Latvia has found additional funds for defense in next year's budget mainly through increased national debt rather than through budget cuts, stated the Fiscal Discipline Council (FDC) in its assessment of the draft state budget for 2026 prepared by the Ministry of Finance and the medium-term budget framework for 2026-2028.
The FDC acknowledges that the budget draft complies with the budgetary conditions of both the European Union (EU) and national fiscal conditions, but has taken the easy route - increasing defense funding through rising debt.
In its report, the FDC urges the government to set more ambitious targets for reducing expenditures and to find a structural, sustainable solution for timely funding of defense expenses, so that it does not rely on increasing debt.
The Council notes that the budget draft has been prepared at a time when geopolitical tensions in the region continue to rise, and spending on national security and defense has become an absolute priority.
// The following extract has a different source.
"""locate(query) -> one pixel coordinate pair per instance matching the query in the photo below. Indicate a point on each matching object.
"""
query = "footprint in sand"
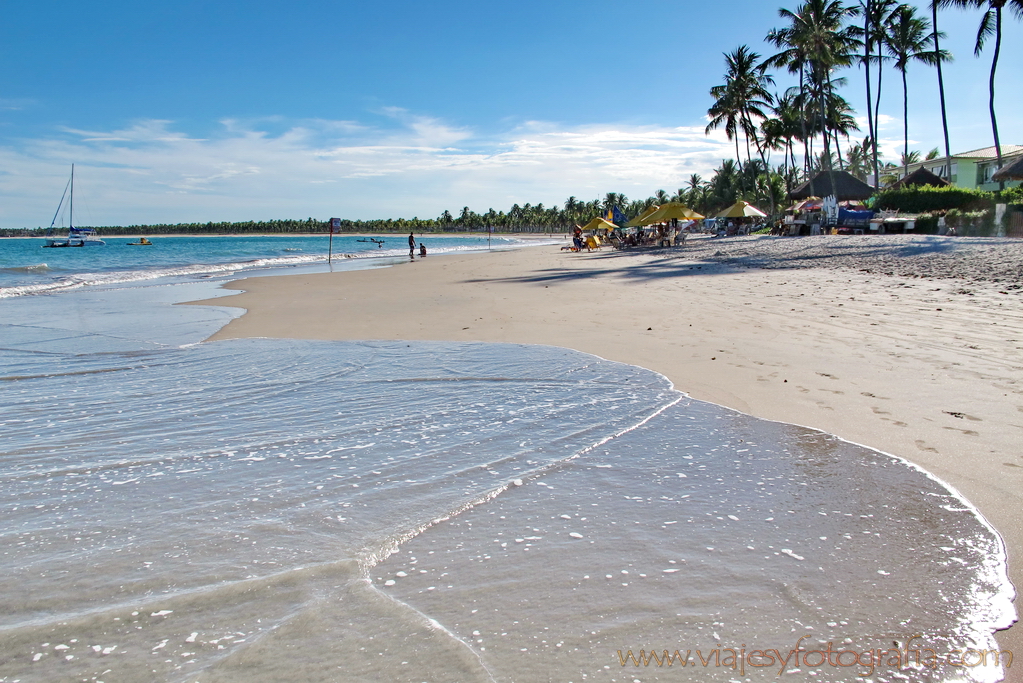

In July 2025, the EU Council activated a provision of the Stability and Growth Pact allowing states, including Latvia, to temporarily deviate from fiscal discipline rules by increasing defense spending.
However, the FDC points out the growing burden of national debt and interest payments, which may limit budget flexibility and jeopardize future fiscal sustainability after 2029, especially if economic growth is slower than projected.
For this reason, the FDC believes it is necessary to find a structural and sustainable solution to the issue of funding defense expenditures as soon as possible, as otherwise it will be impossible to simultaneously ensure a reduction or maintenance of national debt at a sustainable level, uphold commitments to defense spending, and continue to support budget-funded sectors, including healthcare and education.
The FDC notes that Latvia's total national debt is projected to be 49% of gross domestic product (GDP) in 2025, and in the medium term, without additional measures and with the economy developing at the same pace, it will increase to 51% of GDP in 2026 and 55% of GDP in 2027 and 2028.
A significant increase in interest payments is projected, which will limit the fiscal space for funding other important initiatives for the country, emphasizes the FDC. Although Latvia currently complies with the debt threshold of 60% of GDP, the fiscal burden will grow and will require an increasingly stringent approach to reducing expenditures and increasing revenues through improved tax collection.